Не Смерть пришла за Толстым, но Толстой за Смертью. Для этого ему не нужно было накладывать на себя руки. Точно на свидание, точно заранее зная, где она будет ждать его, Толстой вышел из дома. На станцию Астапово он прибыл больным, дрожащим, теряющим память и заговаривающимся. Он пролежал несколько дней в жару и в бреду. Из Оптиной пустыни приезжал к нему старец игумен Варсонофий, но ему было отказано в свидании с Толстым, который вскоре после этого умер.
Сын Толстого Лев Львович вспоминал потом: «В день и час смерти отца все три самые близкие ему женщины – моя мать, сестра Таня и тётя Маша, сестра отца, слышали шаги за дверями, стуки в стену и шум за окнами, а я видел во сне такие страшные сны, что в ужасе просыпался. Я видел отца, измученного, истерзанного <…> в те самые часы, когда он во всяческих страданиях умирал в Астапове»…
Узнать и полюбить Россию
Присваивая какому-либо явлению эпитет «классический», мы не просто признаём ценность этого явления, но соглашаемся считать его образцовым, ориентируясь на него, мы можем судить о гармонии, о «сообразности и соразмерности», об изяществе и вкусе. Суждения классиков поражают нас непреходящей современностью, даже если высказаны они были сто и более лет назад. В этом нет ничего удивительного – гениальность, особый душевный склад творца, для которого приоткрыта завеса вечности, наделяет крыльями, позволяет оторваться от земли, удел которой – суета, и заглянуть в Высшие сферы, сферы Истины и Духа. А в творчестве выйти на обобщения, понятные и злободневные не только для носителей одной культуры, но для всех времён и народов. Поскольку Вечность – едина для всех.

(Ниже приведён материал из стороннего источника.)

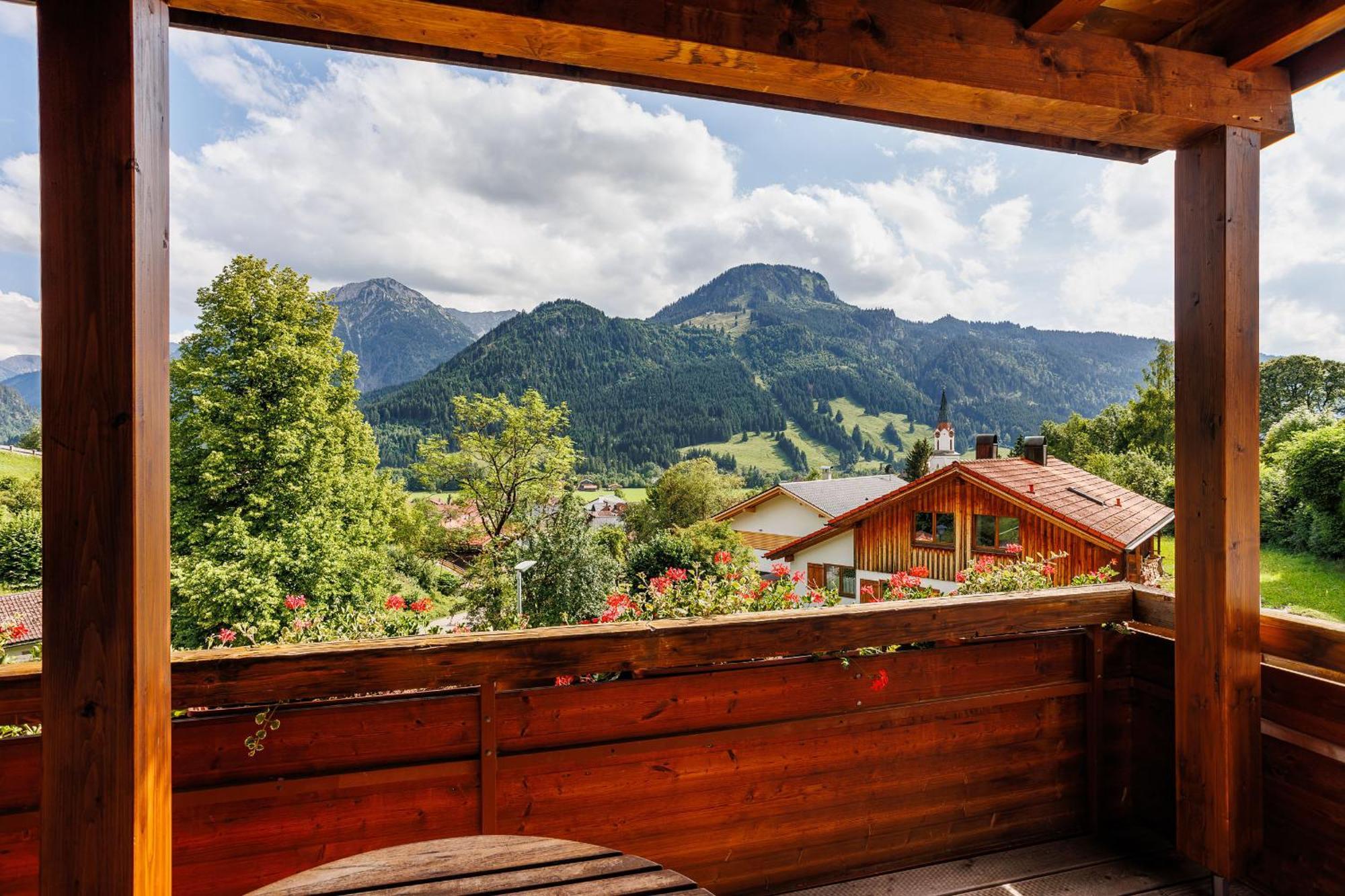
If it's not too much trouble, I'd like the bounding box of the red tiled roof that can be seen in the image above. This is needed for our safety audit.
[0,588,42,645]
[767,458,1174,559]
[960,458,1174,548]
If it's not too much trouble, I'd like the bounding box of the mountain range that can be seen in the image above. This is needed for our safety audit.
[356,263,1157,471]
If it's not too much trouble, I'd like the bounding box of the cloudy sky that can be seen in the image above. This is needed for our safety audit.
[0,3,1345,359]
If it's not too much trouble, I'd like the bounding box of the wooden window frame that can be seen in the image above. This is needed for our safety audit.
[971,514,1022,556]
[911,510,958,551]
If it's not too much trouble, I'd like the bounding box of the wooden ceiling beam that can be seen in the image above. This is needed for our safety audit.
[171,8,1159,163]
[171,0,1293,149]
[1162,0,1345,71]
[1284,31,1345,90]
[1022,0,1102,34]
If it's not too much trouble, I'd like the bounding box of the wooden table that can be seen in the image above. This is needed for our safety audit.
[252,836,712,896]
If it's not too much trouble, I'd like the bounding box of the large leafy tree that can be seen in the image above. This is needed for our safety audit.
[1260,355,1345,432]
[413,389,576,541]
[169,255,404,646]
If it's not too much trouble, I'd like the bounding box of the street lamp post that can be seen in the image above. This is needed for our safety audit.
[514,560,537,619]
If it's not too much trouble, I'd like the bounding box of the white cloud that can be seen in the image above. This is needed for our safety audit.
[0,292,42,358]
[907,133,966,155]
[960,156,999,196]
[160,42,1006,327]
[0,152,40,254]
[172,31,295,112]
[981,196,1032,251]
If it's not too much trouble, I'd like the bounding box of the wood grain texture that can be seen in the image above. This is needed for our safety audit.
[0,630,1114,896]
[1022,0,1103,34]
[160,0,1293,149]
[38,0,171,895]
[1162,0,1345,71]
[1135,585,1345,676]
[1176,128,1260,879]
[169,8,1158,163]
[0,583,1134,717]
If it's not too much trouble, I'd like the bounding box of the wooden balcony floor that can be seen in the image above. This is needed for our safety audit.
[795,833,1256,896]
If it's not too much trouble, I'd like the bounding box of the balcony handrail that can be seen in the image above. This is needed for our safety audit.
[1134,585,1345,678]
[0,583,1134,723]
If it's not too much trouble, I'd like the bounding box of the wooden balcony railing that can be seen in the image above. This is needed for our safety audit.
[0,583,1345,893]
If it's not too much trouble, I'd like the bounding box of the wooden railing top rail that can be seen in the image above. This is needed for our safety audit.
[1134,585,1345,676]
[0,583,1134,721]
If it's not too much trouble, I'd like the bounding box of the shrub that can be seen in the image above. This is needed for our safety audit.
[0,509,42,588]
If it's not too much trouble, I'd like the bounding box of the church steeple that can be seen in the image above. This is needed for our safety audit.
[929,389,958,471]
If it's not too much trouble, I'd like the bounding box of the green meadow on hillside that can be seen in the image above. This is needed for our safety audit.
[0,451,42,478]
[1162,536,1345,622]
[682,398,933,475]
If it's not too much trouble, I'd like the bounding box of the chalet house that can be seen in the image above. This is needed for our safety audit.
[0,588,42,662]
[767,437,1174,602]
[714,474,905,572]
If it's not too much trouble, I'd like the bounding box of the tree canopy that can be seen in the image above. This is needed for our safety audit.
[413,389,576,540]
[169,255,404,646]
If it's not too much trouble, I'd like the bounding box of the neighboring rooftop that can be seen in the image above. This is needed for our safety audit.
[767,458,1176,557]
[780,474,907,517]
[0,588,42,647]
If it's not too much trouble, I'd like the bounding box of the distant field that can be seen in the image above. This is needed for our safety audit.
[0,451,42,477]
[406,489,650,505]
[1162,536,1345,622]
[831,398,933,458]
[683,398,933,475]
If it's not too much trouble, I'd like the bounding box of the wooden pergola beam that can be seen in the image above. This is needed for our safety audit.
[1163,0,1345,71]
[1174,128,1262,879]
[38,0,172,896]
[171,0,1293,149]
[1022,0,1103,34]
[169,8,1161,163]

То, что говорят классики, обращаясь к своему народу, остаётся в веках и превращается в заповеди. Что, очевидно, также вполне закономерно и является частью Высшего замысла о человеке. Сотворил по Образу и Подобию – не значит, наделил руками и глазами. Образ и Подобие – это способность любить и творить. И подобно Творцу-Создателю, творец-создание оставляет после себя заповеди, как предчувствие Гармонии. Формулируя творческие прозрения, художник, жизнь которого была тернистым путём к Красоте и Гармонии, оставляет после себя вехи, следуя которым, его преемники продвигаются на этом пути чуть дальше. В этом, возможно, и есть назначение художника – двигаться в сторону Вечного Идеала и вести за собой других. Нередко, сознательно или нет, преемники такого первопроходца сбиваются в сторону. И тогда, начав прокладывать свой собственный путь, они либо отдаляются от Гармонии, либо застревают в тернистых дебрях, либо усилиями пробиваются на новые стези, параллельные тем, что были проложены раньше.

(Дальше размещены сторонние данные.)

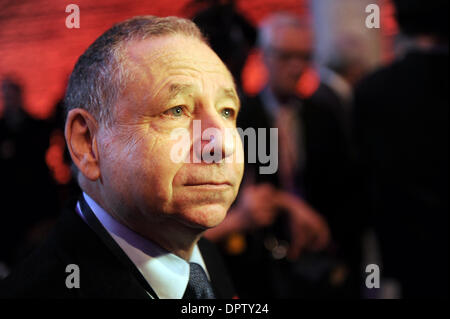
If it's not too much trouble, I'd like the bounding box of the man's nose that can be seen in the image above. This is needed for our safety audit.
[193,110,235,163]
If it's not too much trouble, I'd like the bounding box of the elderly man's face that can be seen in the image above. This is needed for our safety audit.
[264,26,312,95]
[98,35,243,229]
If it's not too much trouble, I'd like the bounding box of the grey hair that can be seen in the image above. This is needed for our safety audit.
[257,12,310,50]
[64,16,207,126]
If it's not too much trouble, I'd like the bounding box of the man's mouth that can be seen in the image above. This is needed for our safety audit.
[184,181,231,189]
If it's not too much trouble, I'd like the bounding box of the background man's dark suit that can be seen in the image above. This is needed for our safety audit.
[219,95,359,298]
[355,50,449,297]
[0,199,235,299]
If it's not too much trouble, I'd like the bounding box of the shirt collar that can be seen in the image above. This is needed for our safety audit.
[77,193,209,299]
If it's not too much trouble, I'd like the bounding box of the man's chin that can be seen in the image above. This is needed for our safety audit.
[180,204,228,230]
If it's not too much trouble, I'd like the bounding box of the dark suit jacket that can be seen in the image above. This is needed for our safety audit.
[355,52,449,297]
[238,95,356,235]
[0,200,235,299]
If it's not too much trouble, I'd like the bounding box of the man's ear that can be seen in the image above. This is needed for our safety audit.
[64,108,100,181]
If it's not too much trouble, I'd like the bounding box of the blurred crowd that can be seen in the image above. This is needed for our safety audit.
[0,0,448,298]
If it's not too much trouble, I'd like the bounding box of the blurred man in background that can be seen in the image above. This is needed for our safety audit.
[354,0,449,298]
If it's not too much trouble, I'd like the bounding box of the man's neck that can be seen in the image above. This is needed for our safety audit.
[80,192,205,261]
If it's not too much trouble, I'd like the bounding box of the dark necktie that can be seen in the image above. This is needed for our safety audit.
[183,263,216,299]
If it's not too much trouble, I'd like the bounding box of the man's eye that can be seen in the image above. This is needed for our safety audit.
[164,105,184,117]
[222,108,234,118]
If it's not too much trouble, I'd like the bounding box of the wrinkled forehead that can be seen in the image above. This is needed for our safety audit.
[127,35,233,82]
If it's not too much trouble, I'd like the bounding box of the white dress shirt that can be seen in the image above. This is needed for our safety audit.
[77,193,209,299]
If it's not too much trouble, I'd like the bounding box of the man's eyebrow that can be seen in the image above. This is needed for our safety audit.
[166,83,194,100]
[219,88,241,109]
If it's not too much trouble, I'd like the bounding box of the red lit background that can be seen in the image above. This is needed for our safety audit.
[0,0,392,118]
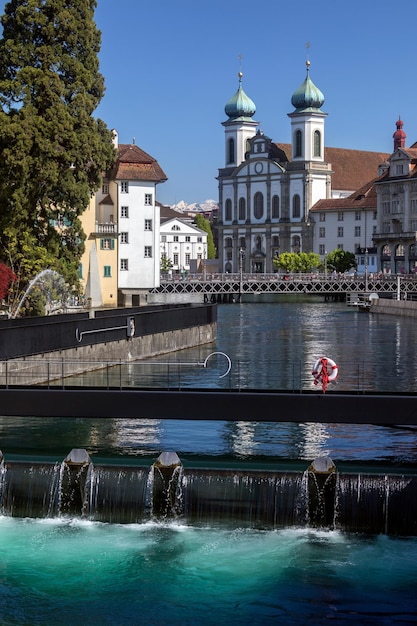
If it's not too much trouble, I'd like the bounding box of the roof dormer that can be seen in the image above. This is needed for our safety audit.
[389,148,411,178]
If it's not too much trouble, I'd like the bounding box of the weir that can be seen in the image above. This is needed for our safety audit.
[0,449,417,536]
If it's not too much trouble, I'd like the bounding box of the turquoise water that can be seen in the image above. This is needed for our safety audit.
[0,304,417,626]
[0,517,417,626]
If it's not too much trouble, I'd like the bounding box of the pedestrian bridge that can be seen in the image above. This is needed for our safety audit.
[151,274,417,302]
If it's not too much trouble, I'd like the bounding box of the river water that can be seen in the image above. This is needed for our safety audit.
[0,302,417,626]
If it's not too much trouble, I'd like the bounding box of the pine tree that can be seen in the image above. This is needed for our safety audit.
[0,0,114,294]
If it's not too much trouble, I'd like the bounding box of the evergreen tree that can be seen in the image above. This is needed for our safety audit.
[0,0,114,288]
[326,248,356,274]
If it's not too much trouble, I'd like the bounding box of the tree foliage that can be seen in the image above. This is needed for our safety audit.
[0,263,16,300]
[194,214,216,259]
[273,252,320,274]
[326,248,356,274]
[0,0,114,302]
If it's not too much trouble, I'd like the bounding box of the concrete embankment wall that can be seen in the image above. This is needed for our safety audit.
[0,304,217,385]
[370,298,417,319]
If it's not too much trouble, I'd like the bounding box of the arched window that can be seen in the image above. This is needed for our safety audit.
[313,130,321,156]
[272,196,279,219]
[224,198,232,222]
[227,137,235,163]
[294,130,303,156]
[291,235,301,254]
[292,193,301,218]
[239,198,246,221]
[253,191,264,220]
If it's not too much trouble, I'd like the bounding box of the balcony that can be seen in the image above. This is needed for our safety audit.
[372,230,417,243]
[94,222,117,237]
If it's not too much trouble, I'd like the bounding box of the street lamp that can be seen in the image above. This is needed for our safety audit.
[365,248,368,293]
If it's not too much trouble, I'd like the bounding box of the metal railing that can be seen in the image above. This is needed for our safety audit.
[0,352,410,393]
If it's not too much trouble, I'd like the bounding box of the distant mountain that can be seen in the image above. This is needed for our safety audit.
[171,200,219,213]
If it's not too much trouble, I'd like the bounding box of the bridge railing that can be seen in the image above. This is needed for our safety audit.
[161,272,417,284]
[0,352,417,393]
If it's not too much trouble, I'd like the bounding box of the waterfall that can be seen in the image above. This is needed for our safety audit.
[183,470,306,528]
[1,463,61,517]
[0,449,417,536]
[88,467,150,524]
[335,474,417,536]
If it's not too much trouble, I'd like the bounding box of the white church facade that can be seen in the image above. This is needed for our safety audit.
[218,61,388,273]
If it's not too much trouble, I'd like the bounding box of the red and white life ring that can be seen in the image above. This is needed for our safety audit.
[311,356,339,383]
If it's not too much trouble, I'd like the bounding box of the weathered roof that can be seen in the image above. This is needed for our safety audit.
[111,144,167,182]
[276,143,390,191]
[159,204,186,223]
[310,178,378,212]
[99,194,114,206]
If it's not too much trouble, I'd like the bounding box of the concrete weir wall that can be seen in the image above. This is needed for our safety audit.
[370,298,417,319]
[0,304,217,385]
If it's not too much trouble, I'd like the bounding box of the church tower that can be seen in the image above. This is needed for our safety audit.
[222,72,258,167]
[288,61,327,162]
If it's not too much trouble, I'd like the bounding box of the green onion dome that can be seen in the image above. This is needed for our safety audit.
[291,61,324,111]
[224,72,256,120]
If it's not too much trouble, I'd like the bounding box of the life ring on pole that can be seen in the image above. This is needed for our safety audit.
[311,356,339,393]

Как часто в разговорах о русской литературе слышна тревога о русском слове, изгнанном куда-то на окраину языка английскими словами. Но вот читаем у Ломоносова: «Ныне принимать чужих <слов, заимствованных из чужих языков> не должно, чтобы не упасть в варварство…» («О переводах»).
Или у Тургенева: «Берегите чистоту языка как святыню. Никогда не употребляйте иностранных слов. Русский язык так богат и гибок, что нам нечего брать у тех, кто беднее нас» (Письмо к Львовой, 1877 г.)